Dead Souls, nas suas oito horas e tal de duração, transmuta o absurdismo lancinante e desumano da fase mais vigorosa do comunismo chinês naquelas palavras daqueles sobreviventes, nas expressões, nos olhares, nos passos e nos lugares. Tudo tão seco e tão directo quanto possível. São aqueles rostos e aqueles corpos arrasados pelo tempo e vilipendiados por um regime totalitário, opressivo e impiedoso que transcendem o espaço e engrandecem o relato da descida ao inferno e à mais pura e elementar forma de primitivismo a que foram lançados.
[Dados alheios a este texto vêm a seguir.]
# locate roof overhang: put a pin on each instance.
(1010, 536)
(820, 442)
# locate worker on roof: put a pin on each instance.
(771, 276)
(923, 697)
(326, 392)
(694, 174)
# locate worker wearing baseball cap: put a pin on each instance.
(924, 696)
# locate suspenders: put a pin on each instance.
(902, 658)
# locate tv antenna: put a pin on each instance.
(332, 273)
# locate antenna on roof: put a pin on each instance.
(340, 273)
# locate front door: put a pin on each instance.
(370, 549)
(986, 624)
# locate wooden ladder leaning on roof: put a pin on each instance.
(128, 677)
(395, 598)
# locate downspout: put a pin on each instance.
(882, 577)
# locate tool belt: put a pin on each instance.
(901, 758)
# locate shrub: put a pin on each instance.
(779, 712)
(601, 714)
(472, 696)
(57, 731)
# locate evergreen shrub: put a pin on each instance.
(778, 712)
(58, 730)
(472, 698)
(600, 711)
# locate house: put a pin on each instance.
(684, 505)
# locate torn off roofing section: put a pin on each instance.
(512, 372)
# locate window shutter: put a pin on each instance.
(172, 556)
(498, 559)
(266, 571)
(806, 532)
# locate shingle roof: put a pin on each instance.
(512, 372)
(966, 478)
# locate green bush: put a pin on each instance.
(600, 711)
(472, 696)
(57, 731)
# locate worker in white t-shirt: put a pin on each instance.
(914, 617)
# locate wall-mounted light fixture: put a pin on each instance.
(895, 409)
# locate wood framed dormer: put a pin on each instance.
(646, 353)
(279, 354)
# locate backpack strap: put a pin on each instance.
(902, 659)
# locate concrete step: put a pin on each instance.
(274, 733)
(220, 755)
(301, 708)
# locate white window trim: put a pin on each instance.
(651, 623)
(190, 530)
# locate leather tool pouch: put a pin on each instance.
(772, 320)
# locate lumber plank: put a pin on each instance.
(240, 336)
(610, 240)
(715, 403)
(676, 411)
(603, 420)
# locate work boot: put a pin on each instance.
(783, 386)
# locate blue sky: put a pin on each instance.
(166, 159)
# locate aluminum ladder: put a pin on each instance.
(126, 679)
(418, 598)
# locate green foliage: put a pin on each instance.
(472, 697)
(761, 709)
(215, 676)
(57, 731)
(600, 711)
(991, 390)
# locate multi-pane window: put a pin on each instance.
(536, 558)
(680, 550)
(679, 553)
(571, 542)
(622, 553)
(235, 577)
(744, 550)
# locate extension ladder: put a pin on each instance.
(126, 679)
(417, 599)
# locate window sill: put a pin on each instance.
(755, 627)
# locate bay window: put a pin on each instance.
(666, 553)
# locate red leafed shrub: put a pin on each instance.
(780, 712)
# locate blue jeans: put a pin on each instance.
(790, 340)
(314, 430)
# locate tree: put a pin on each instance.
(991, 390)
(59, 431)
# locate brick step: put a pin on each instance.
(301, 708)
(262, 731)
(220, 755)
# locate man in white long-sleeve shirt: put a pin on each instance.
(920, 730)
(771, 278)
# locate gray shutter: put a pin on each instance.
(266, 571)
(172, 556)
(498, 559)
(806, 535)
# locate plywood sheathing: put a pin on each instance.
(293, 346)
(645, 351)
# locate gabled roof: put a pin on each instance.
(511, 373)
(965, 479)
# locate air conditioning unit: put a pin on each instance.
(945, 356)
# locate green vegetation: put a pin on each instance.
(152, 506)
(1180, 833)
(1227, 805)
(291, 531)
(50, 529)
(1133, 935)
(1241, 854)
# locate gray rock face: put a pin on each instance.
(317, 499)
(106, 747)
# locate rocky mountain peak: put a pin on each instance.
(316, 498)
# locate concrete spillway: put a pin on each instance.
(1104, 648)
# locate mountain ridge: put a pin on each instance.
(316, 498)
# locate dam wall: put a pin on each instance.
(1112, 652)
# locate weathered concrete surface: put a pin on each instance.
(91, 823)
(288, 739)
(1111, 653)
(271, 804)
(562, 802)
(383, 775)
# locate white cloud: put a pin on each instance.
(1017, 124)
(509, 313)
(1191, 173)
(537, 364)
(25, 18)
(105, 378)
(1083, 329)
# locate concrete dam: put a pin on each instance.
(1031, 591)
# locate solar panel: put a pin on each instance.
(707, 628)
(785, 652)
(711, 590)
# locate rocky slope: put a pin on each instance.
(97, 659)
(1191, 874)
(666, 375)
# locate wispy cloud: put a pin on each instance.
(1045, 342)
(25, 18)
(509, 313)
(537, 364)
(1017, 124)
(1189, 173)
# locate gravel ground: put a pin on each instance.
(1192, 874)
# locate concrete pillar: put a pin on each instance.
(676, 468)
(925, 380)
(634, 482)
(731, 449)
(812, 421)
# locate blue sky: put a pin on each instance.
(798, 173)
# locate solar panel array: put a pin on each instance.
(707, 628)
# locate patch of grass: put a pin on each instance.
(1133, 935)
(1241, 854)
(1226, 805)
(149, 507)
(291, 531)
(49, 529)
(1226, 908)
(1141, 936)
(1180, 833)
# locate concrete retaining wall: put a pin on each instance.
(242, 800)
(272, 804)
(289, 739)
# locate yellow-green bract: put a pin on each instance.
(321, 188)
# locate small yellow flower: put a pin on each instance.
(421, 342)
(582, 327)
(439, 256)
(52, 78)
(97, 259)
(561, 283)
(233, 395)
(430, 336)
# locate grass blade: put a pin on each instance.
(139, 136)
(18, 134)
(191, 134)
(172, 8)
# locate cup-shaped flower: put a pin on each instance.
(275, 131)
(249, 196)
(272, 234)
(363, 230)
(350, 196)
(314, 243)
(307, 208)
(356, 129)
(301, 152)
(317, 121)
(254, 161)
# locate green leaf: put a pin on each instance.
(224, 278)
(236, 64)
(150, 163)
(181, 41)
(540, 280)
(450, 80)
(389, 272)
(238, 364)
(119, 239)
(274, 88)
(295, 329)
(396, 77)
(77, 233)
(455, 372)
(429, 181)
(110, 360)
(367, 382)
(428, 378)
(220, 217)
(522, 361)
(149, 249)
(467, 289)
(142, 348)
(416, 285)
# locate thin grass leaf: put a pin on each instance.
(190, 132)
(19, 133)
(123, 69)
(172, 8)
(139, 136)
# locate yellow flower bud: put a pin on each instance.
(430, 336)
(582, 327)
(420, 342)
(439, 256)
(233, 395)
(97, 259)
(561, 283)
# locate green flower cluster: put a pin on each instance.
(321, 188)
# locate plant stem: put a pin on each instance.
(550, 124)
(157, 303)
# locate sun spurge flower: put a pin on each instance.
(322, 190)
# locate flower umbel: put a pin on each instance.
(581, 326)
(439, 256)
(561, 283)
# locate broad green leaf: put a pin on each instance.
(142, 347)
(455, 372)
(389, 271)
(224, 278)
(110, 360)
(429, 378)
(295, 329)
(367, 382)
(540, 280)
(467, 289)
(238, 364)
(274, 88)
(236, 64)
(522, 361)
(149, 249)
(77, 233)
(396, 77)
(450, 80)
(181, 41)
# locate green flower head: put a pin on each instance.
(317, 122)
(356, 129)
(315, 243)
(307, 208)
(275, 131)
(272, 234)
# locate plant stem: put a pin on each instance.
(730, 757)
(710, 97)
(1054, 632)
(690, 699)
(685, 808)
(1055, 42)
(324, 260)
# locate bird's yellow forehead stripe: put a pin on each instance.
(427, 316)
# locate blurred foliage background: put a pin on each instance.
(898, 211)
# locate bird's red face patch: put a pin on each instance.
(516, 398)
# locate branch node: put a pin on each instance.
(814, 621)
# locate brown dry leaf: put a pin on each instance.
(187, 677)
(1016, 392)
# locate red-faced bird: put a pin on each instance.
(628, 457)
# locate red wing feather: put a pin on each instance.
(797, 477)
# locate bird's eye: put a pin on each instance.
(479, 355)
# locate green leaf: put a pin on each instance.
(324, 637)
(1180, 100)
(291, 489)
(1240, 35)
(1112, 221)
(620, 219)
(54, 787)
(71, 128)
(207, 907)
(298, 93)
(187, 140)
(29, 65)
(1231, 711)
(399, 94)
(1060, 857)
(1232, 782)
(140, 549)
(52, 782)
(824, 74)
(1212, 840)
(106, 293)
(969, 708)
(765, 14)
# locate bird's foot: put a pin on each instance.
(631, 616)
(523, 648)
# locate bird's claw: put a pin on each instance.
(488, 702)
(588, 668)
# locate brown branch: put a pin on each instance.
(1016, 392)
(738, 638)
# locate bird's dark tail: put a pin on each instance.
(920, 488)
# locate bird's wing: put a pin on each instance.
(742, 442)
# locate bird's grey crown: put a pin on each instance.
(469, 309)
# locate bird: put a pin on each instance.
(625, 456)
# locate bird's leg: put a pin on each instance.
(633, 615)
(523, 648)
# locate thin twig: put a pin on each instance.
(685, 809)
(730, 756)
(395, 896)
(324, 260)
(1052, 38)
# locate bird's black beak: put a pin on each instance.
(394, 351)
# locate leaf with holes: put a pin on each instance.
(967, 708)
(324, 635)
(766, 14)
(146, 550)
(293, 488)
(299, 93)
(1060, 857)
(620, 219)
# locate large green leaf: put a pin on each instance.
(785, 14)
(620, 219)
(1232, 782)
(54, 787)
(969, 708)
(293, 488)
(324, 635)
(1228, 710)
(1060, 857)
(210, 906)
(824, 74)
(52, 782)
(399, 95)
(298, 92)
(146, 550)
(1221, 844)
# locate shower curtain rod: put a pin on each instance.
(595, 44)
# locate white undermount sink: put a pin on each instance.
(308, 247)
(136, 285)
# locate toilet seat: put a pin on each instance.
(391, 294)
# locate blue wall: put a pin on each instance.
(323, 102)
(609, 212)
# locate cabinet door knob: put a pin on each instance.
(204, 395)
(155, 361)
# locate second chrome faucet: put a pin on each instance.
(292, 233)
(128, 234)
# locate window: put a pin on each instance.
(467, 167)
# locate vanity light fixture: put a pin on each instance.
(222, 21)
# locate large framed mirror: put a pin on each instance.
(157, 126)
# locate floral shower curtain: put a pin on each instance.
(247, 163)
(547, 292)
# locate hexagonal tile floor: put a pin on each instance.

São aqueles rostos e olhares vazios, absortos pela fome e pela desumanidade do regime, aqueles corpos afrouxados e prescritos que aceitam ser filmados e descrever o passado e o horror (sobre)vivido que tornam Dead Souls um dos melhores filmes das ultimas décadas.

Dead Souls é, de resto, mais uma incursão documental como a de quase todos os seus filmes, sempre na fuga do convencionalismo cinematográfico ao estilo referente, sempre companheiro da simplicidade e da crueza, directo e sem rodeios, sem entrelinhas, sem facilitismos e embelezamentos… sem romancismo aliado… apenas o relato daquelas almas vilipendiadas, consumidas pela injustiça e pelo absurdo a que foram condenados (muitos apenas por expressarem a sua opinião), a morte sempre presente, a luta pela vida… A desumanidade é exposta nos relatos e nas expressões, no registo da passagem do tempo, naqueles sobreviventes que “a cada passo” vão desaparecendo (são doze anos de filmagens e de entrevistas), naquelas ossadas deixadas na província de Gansu a exprimirem reminiscências do horror vivido, na simples ideia de “reeducação” e o que isso implica, naqueles movimentos decrépitos e imputados pela dor, na viagem por aqueles lugares onde o vento vai, gradualmente, levando o que os comunistas deixaram. Grandioso.